As of the data cutoff of October 15, 2019, about 60% of patients who were randomized to enzalutamide had subsequently stopped therapy, and a reasonable portion of those who had crossed over later had also stopped. Treatment was stopped for both disease progression and adverse events, and we'll talk about that a little bit here.

So, the next lines of therapy, following progression or discontinuation for toxicity, subsequent therapy was used in about one-third of the patients randomized to enzalutamide and about two-thirds of those randomized to placebo. Abiraterone was the most commonly used agent in patients who were initially randomized to placebo, where docetaxel was the most commonly used agent in those initially randomized to enzalutamide. And this makes sense given what we know from other work from Kim Chi's group as well as the CARD study, suggesting that failure on one androgen receptor-targeting agent should lead us to consider cytotoxic chemotherapy rather than an androgen receptor-targeting switch.
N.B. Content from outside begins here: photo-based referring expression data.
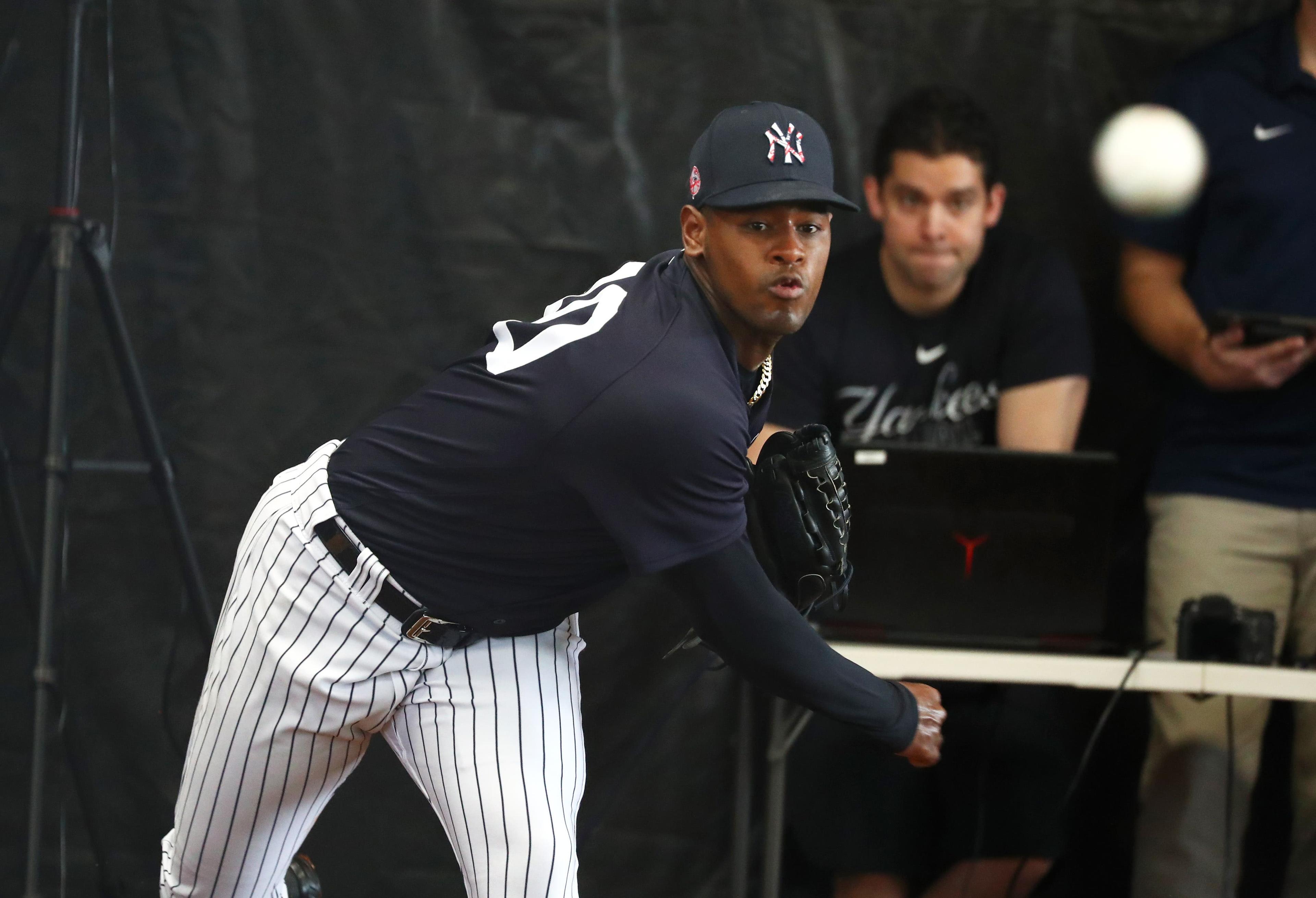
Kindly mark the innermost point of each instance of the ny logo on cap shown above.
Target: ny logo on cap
(785, 143)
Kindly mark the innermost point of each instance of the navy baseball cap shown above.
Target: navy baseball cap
(763, 153)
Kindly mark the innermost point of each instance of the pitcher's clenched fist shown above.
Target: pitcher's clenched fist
(926, 749)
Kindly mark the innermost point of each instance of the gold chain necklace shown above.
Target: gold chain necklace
(766, 379)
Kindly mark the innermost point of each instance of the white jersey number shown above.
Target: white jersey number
(507, 356)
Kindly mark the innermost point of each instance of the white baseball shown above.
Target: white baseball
(1149, 161)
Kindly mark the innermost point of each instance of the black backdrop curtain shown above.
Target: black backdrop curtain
(323, 202)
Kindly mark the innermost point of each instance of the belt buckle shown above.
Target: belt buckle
(422, 626)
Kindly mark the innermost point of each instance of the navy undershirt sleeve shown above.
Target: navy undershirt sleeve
(747, 621)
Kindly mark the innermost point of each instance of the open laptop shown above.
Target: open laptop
(977, 547)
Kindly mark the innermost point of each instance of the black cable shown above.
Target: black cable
(1224, 877)
(169, 676)
(981, 819)
(114, 128)
(1086, 756)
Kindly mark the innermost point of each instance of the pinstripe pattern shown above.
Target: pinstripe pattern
(303, 671)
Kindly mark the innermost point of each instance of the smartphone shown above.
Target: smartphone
(1260, 328)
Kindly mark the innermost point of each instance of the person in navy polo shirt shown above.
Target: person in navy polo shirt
(1232, 497)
In terms of adverse events, this is a summary of overall any adverse events and serious adverse events. We see that these are quite common in both groups, although somewhat higher in the enzalutamide-treated population with a 94% rate of any adverse events versus 82% in the placebo group. Serious events, again, were more common in the enzalutamide group at 48% as compared to 27% in the placebo group, and adverse events leading to treatment discontinuation occurred in 17% of those in the enzalutamide group and only nine in the placebo group. Deaths were uncommon in both, but slightly more prevalent in the enzalutamide group.

Based on data from the use of enzalutamide in other disease states, including metastatic castration-resistant prostate cancer, there are specific adverse events of interest, including fatigue or asthenia and seizures, and these are summarized here. Fatigue is somewhat more common in the enzalutamide group with a proportion of 46% as compared to 22 in the placebo group. However, very few seizures were noted in the study population.

Now, despite the fact that we've been able to demonstrate a statistically significant difference in overall survival, these data are still relatively immature. And as we see from data on the use of enzalutamide in early metastatic castration-resistant prostate cancer, as data matures, we may expect changing effect estimates. And so, these show that from the initial analysis in 2014, 22 months through extended analysis published in 2017 of 31 months, and now onto 70-month median follow-up, the hazard ratio of the benefit of enzalutamide in early metastatic disease has moved towards one, although remains statistically significant, so Dr. Beer highlighted that this may occur in the non-metastatic space as well when he was discussing this paper at the ASCO 2020 virtual meeting.

In conclusion, an updated analysis of the PROSPER trial shows improved overall survival for patients with nmCRPC who receive enzalutamide as compared to placebo. There are now three agents approved for non-metastatic CRPC on the basis of metastasis-free survival improvements, and each of these has now demonstrated subsequent proven benefits in overall survival. The specific magnitude of benefit is likely to change as the data matures, but these data provide encouraging information for our patients, suggesting that early use of androgen-targeting agents in patients with castration-resistant disease is likely to provide a survival benefit.

I'd like to thank you for your time and hope that this session has proved both interesting and informative for you.